As if to appease the people that might come expecting to actually play a game, Zoo Vet: Endangered Animals includes a set of six mini-games that are completely separate from the treatment section. These include a memory/matching game with animal cards and a jigsaw puzzle. For the readers - or for Mom and Dad to read to the non-readers - a sort of trivia mode is also included as a mini-game, heavy on reading questions. Finally, you'll play through a set of games that take advantage of the DS touch-screen technology and microphone. The implementation of these is poor, with shoddy controls and the same blocky 3D graphics seen during treatments. Throwing fish at penguins, brushing animals' teeth, and hunting for fleas by blowing on an animal's fur and then tapping with the stylus... it all sounds good in concept, but fails in execution.


Difficulty:
Some thought was put into smoothing out the learning curve for players new to this style of game. A "tutorial level" is included to give you a better handle on the controls and the flow of treatment. Once you get into the later levels, you will either be given hints during each phase of treatment or you'll have to nudge the system for a hint by pressing the (X) button. Following direction during a procedure and getting hints depends on reading, where it was possible to play through The Competition by just following visual cues and reading basic numbers to diagnose what was troubling an animal. After just a few treatments, Zoo Vet: Endangered Animals has almost no variety. You can anticipate the steps for each procedure based on what is ailing the animal, such as cleaning a wound before surgery, then following up with antibiotics and a bandage. There just aren't enough visual clues about each animal's condition to make an accurate diagnosis, which leads back to following along with your helpers. In almost every case, you'll get big hints from them ("Better clean up that wound") or just press (X) to see exactly what procedure is required ("Use the sponge to clean the wound") and perform the procedure as prompted. The game is largely inaccessible to younger players because of the reading requirements, and older kids will lose interest quickly because of repetition during treatments or the bland segments where you feed an animal by putting a specified number of objects in its bowl...

Game Mechanics:
Reading about all the ways in which Zoo Vet uses the DS's features makes it sound like a nice package, until you actually get into the fray. The "Flea Finding" mini-game is a perfect example of missed opportunity. You are presented in this game with the furry hide of an animal. You'll need to search for fleas by moving a target around with the stylus, and then blowing into the microphone to ruffle the fur. If you expose a flea, you have just a second to tap the little sucker before it jets off to a neighboring hair patch. It's a great concept, but the microphone is barely responsive, so you'll be blowing until you're red in the face before any of the animal hair actually parts. Then, your face is so close to the DS that you'll imagine the exposed flea is going to jump into your hair. Pulling back your noggin and positioning your stylus is all the time that durn flea needs to uproot and bounce somewhere else. Totally frustrating. Other games like the Fish Toss might have been fun, if not for twitchy controls that cause the fish you toss to miss 100% of the time unless you nudge them slowly, as if the stylus were actually made of nitroglycerin. The controls during your treatments aren't poorly implemented, but are terribly simple. The most challenging game is attached to the stethoscope, where you'll have to tap a box at the right moment while a simulated heartbeat traces its high and low points.

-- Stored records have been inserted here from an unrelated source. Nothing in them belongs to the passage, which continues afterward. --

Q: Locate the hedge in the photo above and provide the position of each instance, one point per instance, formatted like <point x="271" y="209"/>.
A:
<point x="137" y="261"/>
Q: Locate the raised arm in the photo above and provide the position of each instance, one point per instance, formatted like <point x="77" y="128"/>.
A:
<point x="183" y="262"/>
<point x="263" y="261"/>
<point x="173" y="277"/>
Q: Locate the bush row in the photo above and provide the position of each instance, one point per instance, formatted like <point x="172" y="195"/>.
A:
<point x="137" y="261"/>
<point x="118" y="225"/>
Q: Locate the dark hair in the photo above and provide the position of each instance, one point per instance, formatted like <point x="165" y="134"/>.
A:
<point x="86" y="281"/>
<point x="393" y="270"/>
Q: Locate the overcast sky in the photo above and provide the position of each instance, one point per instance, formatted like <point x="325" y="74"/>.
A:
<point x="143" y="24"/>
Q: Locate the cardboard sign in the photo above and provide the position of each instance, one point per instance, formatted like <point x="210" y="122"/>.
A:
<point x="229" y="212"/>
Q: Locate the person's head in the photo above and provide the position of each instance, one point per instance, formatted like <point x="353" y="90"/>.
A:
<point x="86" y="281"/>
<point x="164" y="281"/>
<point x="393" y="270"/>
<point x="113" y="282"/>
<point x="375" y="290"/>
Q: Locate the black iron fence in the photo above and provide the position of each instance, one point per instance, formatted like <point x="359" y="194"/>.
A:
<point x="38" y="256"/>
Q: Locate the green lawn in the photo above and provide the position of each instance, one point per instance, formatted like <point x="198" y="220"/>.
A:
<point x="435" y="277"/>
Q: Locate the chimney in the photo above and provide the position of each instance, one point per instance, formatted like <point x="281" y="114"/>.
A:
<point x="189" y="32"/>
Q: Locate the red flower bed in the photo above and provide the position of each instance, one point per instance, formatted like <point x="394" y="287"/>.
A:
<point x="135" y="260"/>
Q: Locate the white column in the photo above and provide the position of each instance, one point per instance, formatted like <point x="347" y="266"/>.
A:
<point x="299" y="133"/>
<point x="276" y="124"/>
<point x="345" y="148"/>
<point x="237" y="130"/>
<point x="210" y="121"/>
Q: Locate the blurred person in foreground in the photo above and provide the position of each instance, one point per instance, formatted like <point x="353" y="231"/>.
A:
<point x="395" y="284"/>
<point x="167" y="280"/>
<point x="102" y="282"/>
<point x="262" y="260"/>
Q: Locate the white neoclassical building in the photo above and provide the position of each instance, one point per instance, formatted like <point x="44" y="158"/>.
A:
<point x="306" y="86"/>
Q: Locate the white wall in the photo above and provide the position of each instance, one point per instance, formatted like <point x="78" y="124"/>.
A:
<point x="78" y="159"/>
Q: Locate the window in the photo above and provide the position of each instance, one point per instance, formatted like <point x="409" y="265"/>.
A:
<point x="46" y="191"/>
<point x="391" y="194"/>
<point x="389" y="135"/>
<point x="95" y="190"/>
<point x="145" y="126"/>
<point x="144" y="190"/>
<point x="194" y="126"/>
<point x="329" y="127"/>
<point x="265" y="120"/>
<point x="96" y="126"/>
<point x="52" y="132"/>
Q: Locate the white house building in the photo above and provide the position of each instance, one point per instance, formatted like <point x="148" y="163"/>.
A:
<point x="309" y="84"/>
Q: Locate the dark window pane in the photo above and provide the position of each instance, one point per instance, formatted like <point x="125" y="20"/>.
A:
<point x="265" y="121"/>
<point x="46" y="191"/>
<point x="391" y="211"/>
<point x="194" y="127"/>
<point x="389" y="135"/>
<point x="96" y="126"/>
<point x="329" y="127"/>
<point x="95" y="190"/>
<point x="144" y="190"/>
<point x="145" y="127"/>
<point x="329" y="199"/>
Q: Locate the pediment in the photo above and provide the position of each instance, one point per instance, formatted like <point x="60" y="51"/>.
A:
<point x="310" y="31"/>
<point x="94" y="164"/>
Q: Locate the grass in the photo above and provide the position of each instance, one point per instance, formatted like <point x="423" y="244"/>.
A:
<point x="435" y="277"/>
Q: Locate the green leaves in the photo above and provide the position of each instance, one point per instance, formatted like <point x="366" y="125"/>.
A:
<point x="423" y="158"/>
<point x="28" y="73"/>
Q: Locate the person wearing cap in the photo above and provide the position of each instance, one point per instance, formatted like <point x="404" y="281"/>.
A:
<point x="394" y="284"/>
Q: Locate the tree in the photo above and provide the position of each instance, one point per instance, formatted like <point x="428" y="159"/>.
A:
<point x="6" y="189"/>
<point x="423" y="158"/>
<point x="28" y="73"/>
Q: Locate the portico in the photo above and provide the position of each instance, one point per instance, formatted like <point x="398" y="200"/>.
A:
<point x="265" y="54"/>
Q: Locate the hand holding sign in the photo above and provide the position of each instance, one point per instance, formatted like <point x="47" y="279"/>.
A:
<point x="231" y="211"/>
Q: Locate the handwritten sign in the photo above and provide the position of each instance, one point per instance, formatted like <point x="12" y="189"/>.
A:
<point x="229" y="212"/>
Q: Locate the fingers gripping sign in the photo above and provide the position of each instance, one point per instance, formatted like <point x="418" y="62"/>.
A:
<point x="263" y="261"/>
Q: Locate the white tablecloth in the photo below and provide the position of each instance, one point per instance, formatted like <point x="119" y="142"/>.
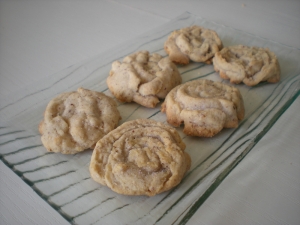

It would be nice to find something redeeming in Zoo Vet: Endangered Animals, something that gave it that, "Buy this if..." angle. Surely there are plenty of kids that purchased, and loved, and long ago beat The Competition. These kids will be attracted by this game's cover art and screen shots, but there's nothing to recommend Zoo Vet as a purchase or rental. It comes across as a stew of poorly executed ideas, which is all the more sad once you realize that the ideas weren't poor to begin with.